Infarctus du myocarde sans sténoses
Ces dernières années, il est de plus en plus clairement apparu que particulièrement chez la femme, l’infarctus du myocarde se produit souvent sans que les artères coronaires soient obstruées. C’est ce que l’on appelle un MINOCA (de l’anglais myocardial infarction with non-obstructive coronary arteries). On ne peut pas soigner cette forme d’infarctus à la manière habituelle, à l’aide d’un stent ou d’une opération de pontage. Dans environ 10% des cas d’infarctus du myocarde aigu, l’examen par cathétérisme cardiaque ne révèle pas de sténoses dues à l’athérosclérose. «Cela veut dire qu’après l’examen par cathétérisme cardiaque, nous devons continuer à rechercher la cause», souligne Barbara Stähli. Une hypothèse peut être la maladie de Takotsubo. Mais également des crampes des artères coronaires ou un trouble circulatoire dans les fines artères peuvent être à l’origine de la mauvaise irrigation du cœur. Un autre danger pour le cœur sont ce que l’on appelle des dissections, c’est-à-dire des déchirures dans la paroi interne des vaisseaux sanguins. Dans un tel cas, du sang s’infiltre dans la paroi du vaisseau sanguin, ce qui la fait épaissir et diminuer le diamètre interne de l’artère coronaire. Dans les artères coronaires, une dissection est un accident très dangereux qui touche le plus souvent des femmes jeunes. On ne sait pas encorepourquoi ces accidents sont plus fréquents chez la femme et comment les soigner au mieux.
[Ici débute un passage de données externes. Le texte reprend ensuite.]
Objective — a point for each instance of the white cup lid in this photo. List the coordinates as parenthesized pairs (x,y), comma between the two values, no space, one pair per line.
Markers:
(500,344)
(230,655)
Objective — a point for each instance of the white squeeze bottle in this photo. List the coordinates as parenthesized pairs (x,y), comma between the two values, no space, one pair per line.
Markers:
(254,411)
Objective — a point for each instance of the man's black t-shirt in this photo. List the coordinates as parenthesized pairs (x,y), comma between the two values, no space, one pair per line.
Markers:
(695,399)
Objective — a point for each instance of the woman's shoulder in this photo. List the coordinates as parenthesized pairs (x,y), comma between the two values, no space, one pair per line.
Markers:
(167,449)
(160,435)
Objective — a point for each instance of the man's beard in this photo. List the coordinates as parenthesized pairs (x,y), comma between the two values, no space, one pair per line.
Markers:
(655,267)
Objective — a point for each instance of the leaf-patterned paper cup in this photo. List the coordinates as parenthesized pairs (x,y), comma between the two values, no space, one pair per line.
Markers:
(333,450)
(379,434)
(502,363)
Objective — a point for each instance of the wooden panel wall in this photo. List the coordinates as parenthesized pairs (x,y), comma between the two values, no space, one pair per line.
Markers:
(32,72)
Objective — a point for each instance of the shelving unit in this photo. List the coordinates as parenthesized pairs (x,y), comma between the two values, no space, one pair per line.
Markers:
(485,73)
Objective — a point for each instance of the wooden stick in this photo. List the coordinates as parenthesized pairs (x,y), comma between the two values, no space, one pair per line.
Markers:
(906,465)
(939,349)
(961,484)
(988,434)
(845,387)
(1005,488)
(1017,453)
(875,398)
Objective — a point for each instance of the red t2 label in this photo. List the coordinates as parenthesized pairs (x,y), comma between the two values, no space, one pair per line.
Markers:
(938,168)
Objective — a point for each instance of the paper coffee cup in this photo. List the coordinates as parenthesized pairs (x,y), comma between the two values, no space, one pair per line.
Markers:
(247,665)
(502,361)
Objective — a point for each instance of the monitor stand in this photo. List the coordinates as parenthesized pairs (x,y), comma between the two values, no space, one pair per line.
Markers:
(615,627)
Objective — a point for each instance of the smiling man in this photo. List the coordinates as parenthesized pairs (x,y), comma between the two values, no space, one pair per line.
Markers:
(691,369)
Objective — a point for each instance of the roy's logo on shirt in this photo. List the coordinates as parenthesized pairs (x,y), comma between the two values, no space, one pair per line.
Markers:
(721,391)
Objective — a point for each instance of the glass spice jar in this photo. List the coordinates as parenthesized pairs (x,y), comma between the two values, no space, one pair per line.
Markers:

Mieux tenir compte des femmes dans la recherche
Les hormones féminines sont-elles en cause, ou des réactions inflammatoires, ou encore le stress neuronal? Il reste de nombreuses maladies cardio-vasculaires pour lesquelles on ne sait toujours pas pourquoi elles évoluent chez la femme autrement que chez l’homme etsi un traitement spécifiquement féminin serait nécessaire. «70 à 80% des participant-e-s aux essais cliniques sont encore aujourd’hui de sexe masculin», remarque la professeure Barbara Stähli. «Les résultats sont alors considérés comme valables aussi pour les femmes, alors que nous ne savons pas si c’est exact.» Il faudrait donc mieux tenir compte des spécificités du cœur féminin, non seulement dans le diagnostic et le traitement, mais aussi dans la recherche, souligne la cardiologue.